Christians, Politics and Social Media

There has been a little bit of a furore in general about political views and how social media is used in expressing them recently.  I've also noticed a few Christians get a bit frustrated about what's been appearing on Facebook from other believers and some fairly interesting if occasionally heated debates.

So four thoughts from me about how I want to engage with these kinds of things (something I concede I've not done perfectly):

1. Passion is Good

First, I'm quite encouraged to see people passionately trying to apply their faith to politics.  It's not the only area and not the most important area, but it's good to see people grapple with it and take it seriously.  If we're to love the Lord with all our heart, soul, mind and strength, then that applies in the area of politics too.

2. Overstatement is Bad

Second, both among Christians and non-Christians I've seen some surprising overstatement.  At its extreme its where someone implies that if you're a Tory supporter your a fascist, or if you're Labour supporter you're a communist.  But even at the less extreme end, you find all sorts of implications about people necessarily being selfish and hating the poor, or people not understanding basic maths or whatever.  Those kind of things are an overstatement (often one that shows a very poor understanding of where people are actually coming from).  In fact, sometimes to call this overstatement is too generous.  Now I understand that sometimes overstatement is useful in making a point clearly, but I think often it is a way of misrepresenting people and that is neither truthful nor kind.

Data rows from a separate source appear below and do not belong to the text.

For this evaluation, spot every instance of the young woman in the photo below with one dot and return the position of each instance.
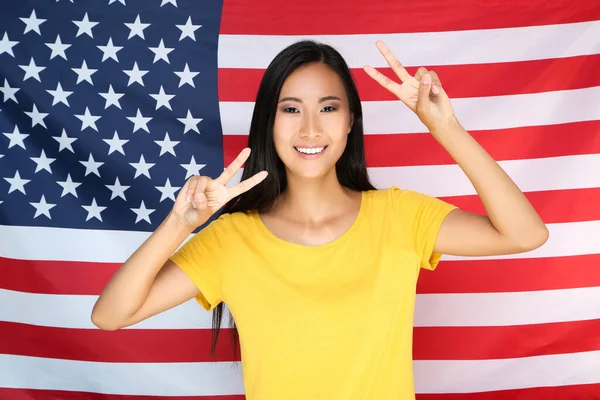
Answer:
(317, 267)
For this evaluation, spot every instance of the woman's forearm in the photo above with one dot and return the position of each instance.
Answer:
(507, 207)
(129, 287)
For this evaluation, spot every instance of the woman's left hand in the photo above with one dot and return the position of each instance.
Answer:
(422, 93)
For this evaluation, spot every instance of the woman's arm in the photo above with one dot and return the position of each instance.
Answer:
(512, 224)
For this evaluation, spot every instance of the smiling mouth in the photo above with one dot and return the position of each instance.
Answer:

3. Bad use of Evidence is Bad

Third, we need to be very careful how we use evidence, particularly on social media, where we're unlikely to be nuanced.  How many times have you read something and thought: "there's clearly an explanation for that from the other side."  I think the simplistic things said about foodbanks (the increase of use is more complicated than saying it's caused just by benefit reform), or the economy (there were quite a lot of factors in the recession) are an example.  And of course we don't have any data for how it would have been different had there been a different party in power!

There's a good academic principle, which is that you have to deal with the strongest position of your opponent.  That means you have to listen carefully to how they explain the evidence and explain why you think they're wrong dealing with their strongest arguments.  Stating something without qualification on the basis of evidence that could actually have a lot of explanations, is again not especially truthful and more likely to cause a bust up than a constructive discussion.

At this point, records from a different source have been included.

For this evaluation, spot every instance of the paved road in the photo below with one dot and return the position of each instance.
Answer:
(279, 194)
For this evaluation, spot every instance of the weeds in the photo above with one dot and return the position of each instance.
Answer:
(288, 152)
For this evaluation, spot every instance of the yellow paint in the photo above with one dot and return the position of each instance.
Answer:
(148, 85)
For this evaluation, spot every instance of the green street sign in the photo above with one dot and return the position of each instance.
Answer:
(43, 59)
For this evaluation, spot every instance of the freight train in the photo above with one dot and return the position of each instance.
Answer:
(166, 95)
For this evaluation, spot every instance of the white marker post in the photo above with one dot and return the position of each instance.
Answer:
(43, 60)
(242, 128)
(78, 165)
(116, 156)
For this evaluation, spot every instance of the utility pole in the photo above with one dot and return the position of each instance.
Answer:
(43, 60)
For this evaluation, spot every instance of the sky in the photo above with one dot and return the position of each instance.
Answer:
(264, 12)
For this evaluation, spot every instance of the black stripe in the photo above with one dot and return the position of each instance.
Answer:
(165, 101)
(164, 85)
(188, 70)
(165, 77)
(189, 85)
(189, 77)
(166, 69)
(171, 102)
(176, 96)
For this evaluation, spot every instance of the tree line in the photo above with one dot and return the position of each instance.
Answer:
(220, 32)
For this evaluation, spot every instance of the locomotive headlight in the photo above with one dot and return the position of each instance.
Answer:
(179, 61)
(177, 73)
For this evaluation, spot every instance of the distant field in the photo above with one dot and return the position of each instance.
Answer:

4. Social Media are Tricky

Finally, we have to accept the limitations of social media.  Trying to engage in a nuanced, careful and well reasoned argument on Twitter is probably well beyond most of us!  Falling down with respect to points 2 and 3 above is especially easy when writing quickly, in a short space of time and on your phone.  The problem is that passion tends to trump everything else and that is dangerous.

Now all I've written applies beyond discussions of politics and actually points 1-3 apply beyond the context of social media.  However, I think a General Election with a surprising result in the new world of social media has brought all those things to the fore.  It would be good to see Christians at the forefront of responsible and passionate engagement in politics and other issues using social media.